TL;DR: due to a long story, I got a Btrfs RAID1 filesystem comprised of devices /dev/sde1 and /dev/sde1 (IDs 1 and 2). Btrfs will not mount rw, saying one device is missing. How do I figure out which of these devices is the working one so I can remove the other, and how do I add the correct second drive (/dev/sdb1)? Currently, adding a drive fails because I can only mount read-only.
I have two external hard drives with Btrfs in RAID1 (mirror). Drive A is fine, but drive B got millions of errors during a regular scrub. While testing, device B seems fine, so I guess they just got out of sync (the host is a laptop and can survive a power outage due to its battery, but the drives cannot, so I guess one came online before the other or something). I wanted to rebuild the mirror from device A on device B.
After some searching, I figured the replace subcommand was the thing to use. I want to replace device B with, yup, device B. Naturally, I tried whether btrfs understands this command:
btrfs replace start /dev/deviceB /dev/deviceB /mountpoint
Unfortunately that didn't work. The man page says: "On a live filesystem, [start] duplicate[s] the data to the target device which is currently stored on the source device." So I just passed the other available device instead, because it can duplicate from there:
btrfs replace start /dev/deviceA /dev/deviceB /mountpoint
I should have read the man page better, because later on it says "After completion of the operation, the source device is removed from the filesystem." So now I have a filesystem with only /dev/deviceB in it.
But it never removed the original (corrupt) device B.
So now I have this situation:
$ btrfs device usage /mountpoint
/dev/sde1, ID: 1
Device size: 3.64TiB
Device slack: 0.00B
Data,single: 1.00GiB
Data,RAID1: 2.00TiB
Data,DUP: 40.91GiB
Metadata,single: 1.00GiB
Metadata,RAID1: 5.00GiB
Metadata,DUP: 3.00GiB
System,single: 32.00MiB
System,RAID1: 32.00MiB
System,DUP: 128.00MiB
Unallocated: 1.59TiB
/dev/sde1, ID: 2
Device size: 3.64TiB
Device slack: 0.00B
Data,RAID1: 2.00TiB
Metadata,RAID1: 5.00GiB
System,RAID1: 32.00MiB
Unallocated: 1.63TiB
(Where /dev/sde1 is device B. I am able to mount it with -o degraded,ro.)

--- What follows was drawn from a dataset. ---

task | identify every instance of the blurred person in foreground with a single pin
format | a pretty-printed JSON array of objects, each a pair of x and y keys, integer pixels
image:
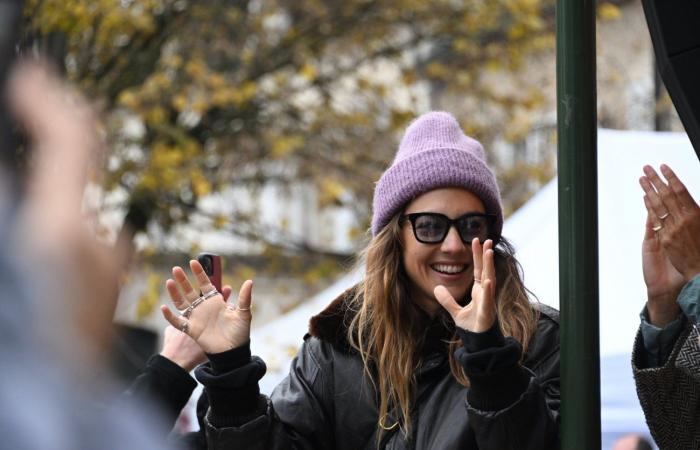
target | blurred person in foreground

How should I resolve this situation?
I tried adding device A (sdb1) but that fails, saying "ERROR: error adding device '/dev/sdb1': Read-only file system". I am not sure how to proceed, as I cannot tell which device ID is which, so removing either (in order to let it mount rw) might be catastrophic. And I'm not sure removing a device is the best course of action at this point anyway. Perhaps I should (after figuring out which device ID it is) use replace with a device ID as argument instead?

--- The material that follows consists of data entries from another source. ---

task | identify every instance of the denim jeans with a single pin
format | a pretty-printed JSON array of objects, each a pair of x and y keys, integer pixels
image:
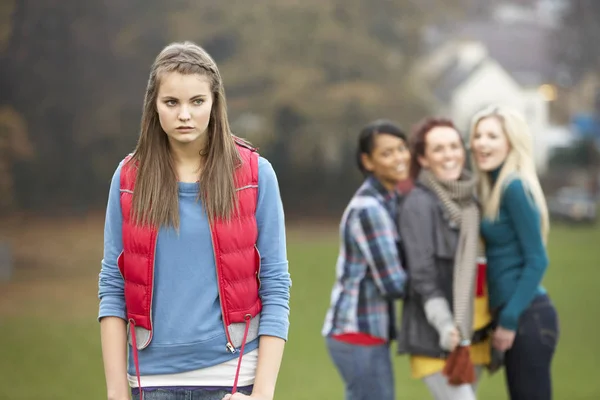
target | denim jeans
[
  {"x": 366, "y": 370},
  {"x": 185, "y": 394},
  {"x": 527, "y": 363}
]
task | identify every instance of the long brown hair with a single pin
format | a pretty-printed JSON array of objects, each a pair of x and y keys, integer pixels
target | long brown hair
[
  {"x": 155, "y": 198},
  {"x": 418, "y": 138}
]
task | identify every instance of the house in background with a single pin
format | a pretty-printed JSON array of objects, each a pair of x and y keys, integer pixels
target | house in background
[{"x": 493, "y": 61}]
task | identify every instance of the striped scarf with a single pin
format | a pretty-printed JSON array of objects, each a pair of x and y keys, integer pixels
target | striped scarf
[{"x": 458, "y": 201}]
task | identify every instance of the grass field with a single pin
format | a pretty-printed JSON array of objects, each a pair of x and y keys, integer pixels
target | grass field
[{"x": 49, "y": 337}]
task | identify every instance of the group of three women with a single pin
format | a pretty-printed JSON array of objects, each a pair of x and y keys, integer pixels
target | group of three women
[{"x": 465, "y": 252}]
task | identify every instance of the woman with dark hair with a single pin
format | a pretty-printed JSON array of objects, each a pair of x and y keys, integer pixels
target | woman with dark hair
[
  {"x": 194, "y": 275},
  {"x": 445, "y": 317},
  {"x": 360, "y": 321}
]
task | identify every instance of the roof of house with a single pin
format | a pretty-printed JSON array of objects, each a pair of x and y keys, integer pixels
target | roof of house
[{"x": 522, "y": 48}]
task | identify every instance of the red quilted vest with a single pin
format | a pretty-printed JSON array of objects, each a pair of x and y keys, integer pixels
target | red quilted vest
[{"x": 236, "y": 256}]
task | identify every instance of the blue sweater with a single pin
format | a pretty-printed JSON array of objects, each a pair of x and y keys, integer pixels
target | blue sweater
[
  {"x": 515, "y": 251},
  {"x": 188, "y": 330}
]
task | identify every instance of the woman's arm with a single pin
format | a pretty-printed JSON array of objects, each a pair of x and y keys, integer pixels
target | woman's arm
[
  {"x": 113, "y": 333},
  {"x": 525, "y": 218},
  {"x": 417, "y": 233},
  {"x": 112, "y": 313},
  {"x": 374, "y": 233},
  {"x": 275, "y": 282},
  {"x": 270, "y": 353}
]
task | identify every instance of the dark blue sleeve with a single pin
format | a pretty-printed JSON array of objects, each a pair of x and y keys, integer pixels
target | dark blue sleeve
[
  {"x": 111, "y": 284},
  {"x": 526, "y": 220},
  {"x": 274, "y": 276}
]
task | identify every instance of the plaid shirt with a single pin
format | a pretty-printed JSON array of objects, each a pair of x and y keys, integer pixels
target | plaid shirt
[{"x": 369, "y": 273}]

The filesystem on device A is no longer recognized as Btrfs, and when inspecting it with a hexdumper, it indeed seems invalid: it used to contain the literal string BTRFS somewhere near the beginning (iirc just after 0x10 000) but no longer does. The data still seems to be there, just not the correct header (first non-zero data is now at 0x400 000).